The above code keeps the environment running for 1000 timestep. I have kept noise off, so it will take the optimum action
determined by the model.

You can use the `actor_0_solution.pth`, `actor_1_solution.pth`, `critic_0_solution.pth`, `critic_1_solution.pth` to further train
the model as well.

### Performance

Here is a clip of the trained agents playing the game:

![The Gif's meant to be here :/](./trained.gif)

I also tried to run the agents by swapping their parameters, and the performance was still good:

![The Gif's meant to be here :/](./trained_swapped.gif)

### Problems and Improvement

Well the first bitter taste in my mouth is not fully utilising the concepts from the MADDPG paper. I do wanna try more on the network architecture to see if we can have a better performing model by providing more information. Also above when visualizing I noticed in a lot of the scenarios, the agents made a lot of unnecessary movements. While this was not part of the goal at all, but I think it would be nice to see more cleaner moves. Maybe further training could help improve this, but I think by sharing both states to the model, this could possibly also pick up on this.
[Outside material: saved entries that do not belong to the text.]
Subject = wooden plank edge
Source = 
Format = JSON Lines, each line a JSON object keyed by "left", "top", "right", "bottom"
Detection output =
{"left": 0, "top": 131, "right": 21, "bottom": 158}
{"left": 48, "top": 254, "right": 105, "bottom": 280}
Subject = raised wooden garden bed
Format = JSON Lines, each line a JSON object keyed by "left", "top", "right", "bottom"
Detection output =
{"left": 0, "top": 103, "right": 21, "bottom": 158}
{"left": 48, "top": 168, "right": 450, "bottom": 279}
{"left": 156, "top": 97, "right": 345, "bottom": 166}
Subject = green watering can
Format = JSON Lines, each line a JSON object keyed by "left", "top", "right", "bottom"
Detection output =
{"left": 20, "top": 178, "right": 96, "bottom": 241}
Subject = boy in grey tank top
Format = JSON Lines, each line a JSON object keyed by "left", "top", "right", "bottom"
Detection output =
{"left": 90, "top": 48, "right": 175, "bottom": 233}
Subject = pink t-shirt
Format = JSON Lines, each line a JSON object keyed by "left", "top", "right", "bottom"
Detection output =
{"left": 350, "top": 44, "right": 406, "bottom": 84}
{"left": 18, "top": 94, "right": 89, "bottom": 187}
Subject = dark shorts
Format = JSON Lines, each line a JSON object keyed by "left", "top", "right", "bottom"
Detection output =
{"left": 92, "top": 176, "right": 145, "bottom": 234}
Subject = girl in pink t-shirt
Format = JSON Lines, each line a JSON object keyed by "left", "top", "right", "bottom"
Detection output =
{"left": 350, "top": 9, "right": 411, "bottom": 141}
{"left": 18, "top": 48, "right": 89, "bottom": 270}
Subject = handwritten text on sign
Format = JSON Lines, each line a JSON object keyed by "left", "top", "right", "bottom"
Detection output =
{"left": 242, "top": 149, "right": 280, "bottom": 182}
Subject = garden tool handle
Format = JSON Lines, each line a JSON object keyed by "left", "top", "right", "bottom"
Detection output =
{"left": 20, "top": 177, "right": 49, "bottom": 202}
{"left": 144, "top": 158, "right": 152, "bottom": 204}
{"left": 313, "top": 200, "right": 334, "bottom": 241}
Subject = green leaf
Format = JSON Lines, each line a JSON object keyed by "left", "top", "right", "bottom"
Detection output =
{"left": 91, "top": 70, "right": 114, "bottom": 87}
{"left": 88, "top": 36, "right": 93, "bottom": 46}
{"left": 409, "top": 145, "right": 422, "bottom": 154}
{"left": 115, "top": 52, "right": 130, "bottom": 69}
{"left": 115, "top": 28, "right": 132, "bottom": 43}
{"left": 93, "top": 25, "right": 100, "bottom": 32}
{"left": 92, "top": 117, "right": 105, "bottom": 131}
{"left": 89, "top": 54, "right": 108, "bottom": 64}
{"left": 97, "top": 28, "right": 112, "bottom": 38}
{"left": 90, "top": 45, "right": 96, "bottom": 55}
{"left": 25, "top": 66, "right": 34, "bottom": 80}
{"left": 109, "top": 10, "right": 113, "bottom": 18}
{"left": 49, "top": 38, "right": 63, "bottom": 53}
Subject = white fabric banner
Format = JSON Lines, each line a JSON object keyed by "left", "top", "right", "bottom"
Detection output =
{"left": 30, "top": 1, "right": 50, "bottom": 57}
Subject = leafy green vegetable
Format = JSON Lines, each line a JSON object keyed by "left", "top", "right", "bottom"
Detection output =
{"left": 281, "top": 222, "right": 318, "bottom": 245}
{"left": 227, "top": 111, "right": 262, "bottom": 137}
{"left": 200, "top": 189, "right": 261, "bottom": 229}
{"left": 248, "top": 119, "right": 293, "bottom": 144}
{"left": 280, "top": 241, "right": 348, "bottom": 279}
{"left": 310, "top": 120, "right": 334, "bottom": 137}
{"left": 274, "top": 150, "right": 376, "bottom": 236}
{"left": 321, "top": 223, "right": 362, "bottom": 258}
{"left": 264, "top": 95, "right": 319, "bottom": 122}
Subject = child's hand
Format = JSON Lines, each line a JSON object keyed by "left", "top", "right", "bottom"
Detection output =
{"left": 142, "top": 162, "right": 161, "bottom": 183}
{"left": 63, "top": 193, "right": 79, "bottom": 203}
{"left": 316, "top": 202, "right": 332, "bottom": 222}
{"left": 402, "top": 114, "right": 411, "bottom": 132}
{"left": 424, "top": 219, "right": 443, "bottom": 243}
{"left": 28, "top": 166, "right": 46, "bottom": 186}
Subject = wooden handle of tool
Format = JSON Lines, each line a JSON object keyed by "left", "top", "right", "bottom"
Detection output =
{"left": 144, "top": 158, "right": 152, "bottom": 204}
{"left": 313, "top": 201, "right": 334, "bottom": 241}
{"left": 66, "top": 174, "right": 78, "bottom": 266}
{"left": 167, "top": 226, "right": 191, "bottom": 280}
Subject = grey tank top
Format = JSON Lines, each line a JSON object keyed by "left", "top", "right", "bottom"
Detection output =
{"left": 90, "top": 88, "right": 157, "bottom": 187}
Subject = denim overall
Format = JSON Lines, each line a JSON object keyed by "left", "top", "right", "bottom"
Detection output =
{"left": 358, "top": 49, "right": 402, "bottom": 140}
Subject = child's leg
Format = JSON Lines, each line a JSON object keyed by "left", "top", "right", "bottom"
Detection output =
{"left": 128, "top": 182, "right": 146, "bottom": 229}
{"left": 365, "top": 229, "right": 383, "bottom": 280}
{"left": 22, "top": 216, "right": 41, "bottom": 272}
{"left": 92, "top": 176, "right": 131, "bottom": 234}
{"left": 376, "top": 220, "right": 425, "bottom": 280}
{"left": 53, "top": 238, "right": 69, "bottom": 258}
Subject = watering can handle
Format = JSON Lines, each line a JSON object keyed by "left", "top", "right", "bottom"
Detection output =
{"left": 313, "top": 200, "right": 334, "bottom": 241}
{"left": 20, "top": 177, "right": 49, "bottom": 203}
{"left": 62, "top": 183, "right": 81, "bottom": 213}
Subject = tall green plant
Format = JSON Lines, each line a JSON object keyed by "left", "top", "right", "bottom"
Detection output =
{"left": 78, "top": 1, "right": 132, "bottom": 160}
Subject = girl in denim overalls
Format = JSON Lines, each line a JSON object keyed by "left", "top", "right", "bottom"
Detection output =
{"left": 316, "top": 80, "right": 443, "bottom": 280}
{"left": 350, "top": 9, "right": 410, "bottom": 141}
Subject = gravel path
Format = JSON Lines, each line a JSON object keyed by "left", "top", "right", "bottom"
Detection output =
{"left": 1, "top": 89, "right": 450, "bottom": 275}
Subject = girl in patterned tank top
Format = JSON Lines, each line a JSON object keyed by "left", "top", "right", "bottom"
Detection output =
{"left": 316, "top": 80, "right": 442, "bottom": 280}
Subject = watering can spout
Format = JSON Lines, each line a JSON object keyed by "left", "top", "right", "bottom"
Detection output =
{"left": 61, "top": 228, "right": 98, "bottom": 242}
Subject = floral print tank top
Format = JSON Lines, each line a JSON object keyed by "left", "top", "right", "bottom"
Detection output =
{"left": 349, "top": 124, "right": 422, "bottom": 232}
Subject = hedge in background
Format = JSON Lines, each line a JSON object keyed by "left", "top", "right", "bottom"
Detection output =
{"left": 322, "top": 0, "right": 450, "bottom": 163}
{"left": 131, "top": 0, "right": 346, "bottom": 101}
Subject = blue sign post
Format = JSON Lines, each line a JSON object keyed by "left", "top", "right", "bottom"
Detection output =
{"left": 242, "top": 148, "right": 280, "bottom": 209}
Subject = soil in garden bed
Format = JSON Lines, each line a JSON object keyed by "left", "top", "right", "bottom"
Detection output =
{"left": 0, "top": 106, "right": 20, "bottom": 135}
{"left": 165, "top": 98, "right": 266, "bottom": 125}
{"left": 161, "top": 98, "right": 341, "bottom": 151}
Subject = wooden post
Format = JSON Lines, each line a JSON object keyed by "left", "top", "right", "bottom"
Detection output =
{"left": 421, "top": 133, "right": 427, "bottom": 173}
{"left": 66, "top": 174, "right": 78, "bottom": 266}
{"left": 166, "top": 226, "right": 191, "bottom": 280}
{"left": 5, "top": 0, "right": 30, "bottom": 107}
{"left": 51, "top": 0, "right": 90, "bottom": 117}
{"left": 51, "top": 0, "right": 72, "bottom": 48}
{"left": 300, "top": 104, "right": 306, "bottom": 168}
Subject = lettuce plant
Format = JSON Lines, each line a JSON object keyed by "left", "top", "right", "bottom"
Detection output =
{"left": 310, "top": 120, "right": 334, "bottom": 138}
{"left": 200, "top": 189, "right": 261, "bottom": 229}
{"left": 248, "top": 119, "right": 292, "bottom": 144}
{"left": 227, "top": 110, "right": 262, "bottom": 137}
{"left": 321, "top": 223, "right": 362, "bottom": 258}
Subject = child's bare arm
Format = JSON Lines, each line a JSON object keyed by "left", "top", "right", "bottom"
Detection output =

Because from the state if the agent can understand it is not the one receiving the ball, it does not need to move up and down again and again.

Secondly, I am not very happy about the number of episodes it took to learn, I think this could be improved a lot by using Prioritized Experience Replay. At the moment both agent refer to a single instance of memory, but they use their own experiences, but I think in this case we could train the agent with each others expereince as well, as in most cases it should be quite similar. I have tried swapping the parameters for agents and it still performed well, which supports this idea of mine I think.

I am also curisous to see if changing the optimzier would make any difference, as in both cases I used Adam and through the whole trial and error process I never changed it. So I would like to see if this would make any difference in the progresss.

Once again, I think it might help to have a network to extrapolate features from the state and then feed that into the actor and critic network. This might help the agents to pick on more info, and features network could be a single network shared with both agents. I think this would also help a lot if we were to share the memory.

Another interesting thing to try could be is using different network architecture for different agents. While in this case it shouldn't help significantly as both agent have the same goal and reward system, but it would still be interesting to see if it can make a difference.

The last thing I sort of wanna mention, is that I see the agents sort of repeating the same action that keeps the ball on air and in boundary, but which is kind of boring. It might be more interesting to make the agent try to score against the other, so here I think it will be good if the reward system was slightly changed. So it could be something simpler, if agent misses the ball or out of boundary -0.1, and if it scores against +0.1.